Faascape propose un modèle économique qui assure une rémunération aux codeurs de logiciels libres tout en réduisant les investissements en développements des clients.

La diminution des budgets oblige les investisseurs à modifier leur stratégie de développement. Pour ne pas freiner le lancement des projets, Argia met en ligne Faascape, une plate-forme qui relie consommateurs et producteurs de logiciels libres. Celui-ci repose sur un modèle FaaS (Feature as a Service : Fonctionnalité à la demande) dont les services sont hébergés selon le principe de "Cloud Computing". Pour Pierre de la Coste, consultant en nouvelle technologie, interrogé par L'Atelier, "c'est un secteur porteur en temps de crise" : la plate-forme, qui se présente comme une solution pour les TPME (Très Petite et Moyennes Entreprises), leur permet d'ajouter des services web avec un minimum de dépenses.

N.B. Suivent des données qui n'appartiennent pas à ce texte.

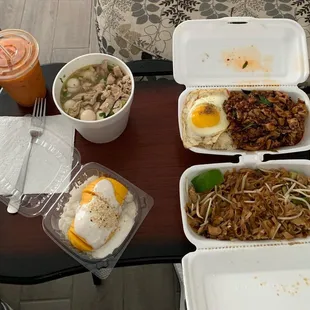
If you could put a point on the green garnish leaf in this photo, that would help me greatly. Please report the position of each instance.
(207, 180)
(264, 100)
(245, 64)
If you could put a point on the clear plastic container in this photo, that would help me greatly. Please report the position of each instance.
(243, 274)
(58, 166)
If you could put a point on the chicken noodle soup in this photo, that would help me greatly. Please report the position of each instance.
(95, 92)
(99, 216)
(247, 120)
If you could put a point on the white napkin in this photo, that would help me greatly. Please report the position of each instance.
(48, 160)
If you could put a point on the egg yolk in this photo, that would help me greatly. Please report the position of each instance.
(88, 193)
(205, 116)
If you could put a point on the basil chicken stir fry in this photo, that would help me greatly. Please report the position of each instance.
(95, 92)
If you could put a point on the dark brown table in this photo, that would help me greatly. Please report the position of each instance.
(149, 154)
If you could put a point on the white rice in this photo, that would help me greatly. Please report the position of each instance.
(126, 221)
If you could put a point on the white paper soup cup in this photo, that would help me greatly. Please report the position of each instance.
(99, 131)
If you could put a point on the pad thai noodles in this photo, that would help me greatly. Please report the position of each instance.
(252, 205)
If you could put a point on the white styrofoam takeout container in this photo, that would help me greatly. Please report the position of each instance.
(256, 275)
(99, 131)
(199, 47)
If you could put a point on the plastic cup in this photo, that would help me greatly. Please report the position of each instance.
(99, 131)
(20, 72)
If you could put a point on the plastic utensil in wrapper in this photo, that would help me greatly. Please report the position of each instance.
(65, 182)
(20, 72)
(263, 54)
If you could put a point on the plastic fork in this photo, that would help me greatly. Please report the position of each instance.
(36, 130)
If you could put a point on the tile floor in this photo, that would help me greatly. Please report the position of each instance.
(64, 30)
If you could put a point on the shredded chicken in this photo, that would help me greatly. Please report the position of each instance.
(253, 205)
(265, 120)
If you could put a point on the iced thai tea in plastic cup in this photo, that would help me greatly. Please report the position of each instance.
(20, 72)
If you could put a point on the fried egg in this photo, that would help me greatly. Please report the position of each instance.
(98, 214)
(203, 117)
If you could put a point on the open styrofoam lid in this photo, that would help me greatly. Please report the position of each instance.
(249, 278)
(240, 50)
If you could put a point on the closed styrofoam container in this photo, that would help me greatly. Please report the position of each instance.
(269, 278)
(302, 166)
(199, 47)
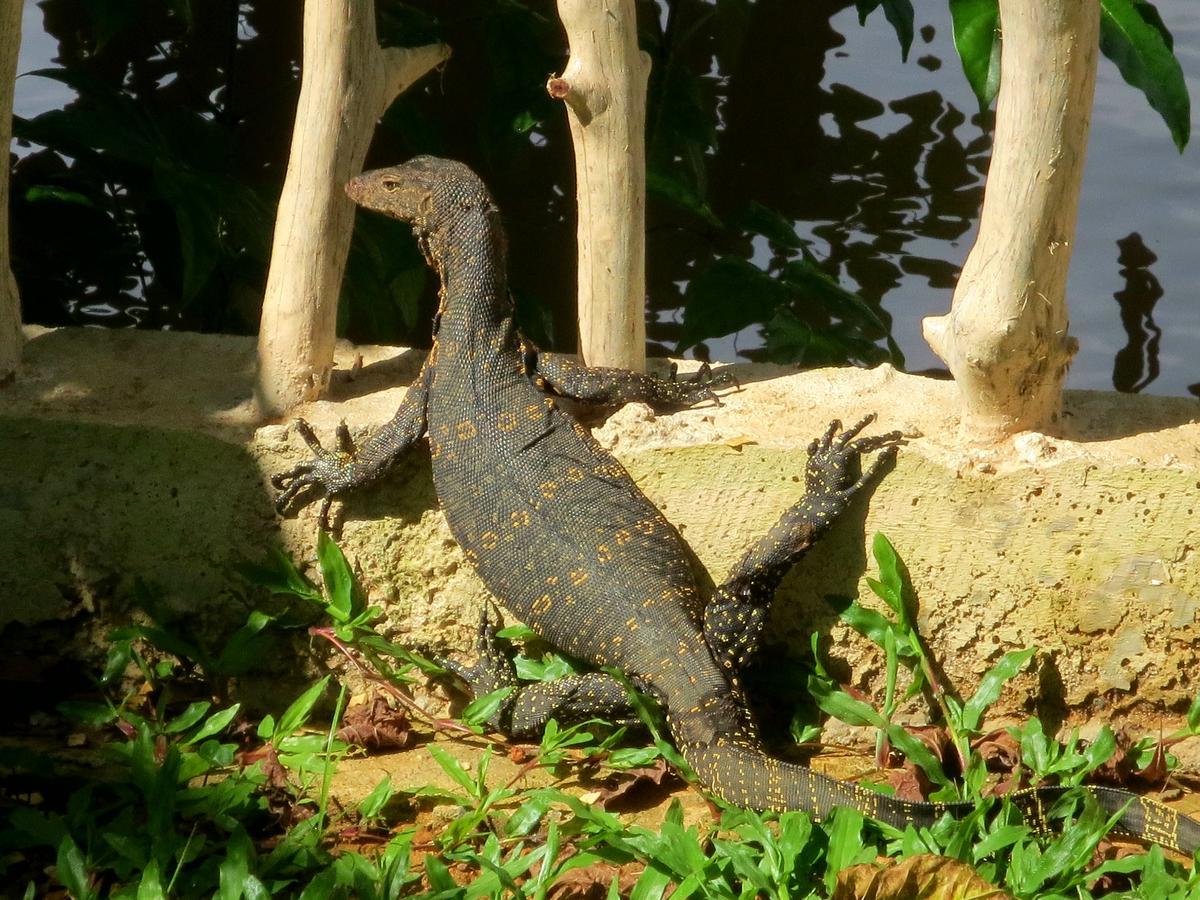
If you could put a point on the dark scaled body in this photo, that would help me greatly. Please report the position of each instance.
(562, 535)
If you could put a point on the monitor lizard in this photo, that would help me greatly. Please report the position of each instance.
(563, 537)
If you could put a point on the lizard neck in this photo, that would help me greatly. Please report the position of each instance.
(469, 257)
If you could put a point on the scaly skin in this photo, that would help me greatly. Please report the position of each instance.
(562, 535)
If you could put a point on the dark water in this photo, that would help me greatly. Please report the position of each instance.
(886, 181)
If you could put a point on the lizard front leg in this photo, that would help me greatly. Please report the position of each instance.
(737, 611)
(331, 473)
(613, 387)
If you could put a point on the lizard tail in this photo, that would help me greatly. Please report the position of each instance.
(745, 777)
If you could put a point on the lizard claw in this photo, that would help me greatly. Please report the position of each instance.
(835, 459)
(492, 669)
(324, 477)
(697, 387)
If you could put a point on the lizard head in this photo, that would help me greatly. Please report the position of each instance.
(426, 191)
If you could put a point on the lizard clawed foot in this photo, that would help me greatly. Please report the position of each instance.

Un modèle de sortie de crise pour les professionnels
Les entreprises ne payent que l'usage du service. Une partie de l'argent sert à rémunérer les développeurs sous la forme d'un reversement proportionnel. "C'est un modèle de sortie de crise car il crée un cercle vertueux de croissance et évite le dumping social. Tous les développeurs touchent la même chose" ajoute le consultant. Xavier Milliard fondateur d'Argia explique à L'Atelier que le but est de favoriser le développement du logiciel libre en assurant une rémunération à ses producteurs. La plate-forme est également un outil de collaboration. "Les développeurs ont cinq niveaux d'implication sur celle-ci. Ils sont notés en fonction de l'utilisation de leurs applications mais également de l'aide qu'ils donnent aux autres développeurs sur leurs projets", précise le fondateur.
Une plate-forme qui ouvre progressivement
La plate-forme ouvrira dès demain ses portes aux développeurs. Ils auront à disposition les fonctions pour créer leurs applications, en discuter avec les autres inscrits et finalement les mettre en ligne. Ensuite, les clients consulteront ces applications comme dans un annuaire et demanderont des développements sur mesure qui seront soumis à un système de vote. Cela donnera un aperçu de la popularité des modules aux développeurs. En septembre, ce sera au tour des clients d'accéder aux logiciels. Ce modèle a fait ses preuves notamment sur des sites dédiés au graphisme. Faascape sera présentée au salon Solutions Linux / OpenSource mercredi 1er avril. Destinée principalement à l'usage des professionnels, elle pourrait toucher à terme un plus large public. Mais "c'est avant tout  un service B2B - business to business -" rappelle Pierre de la Coste.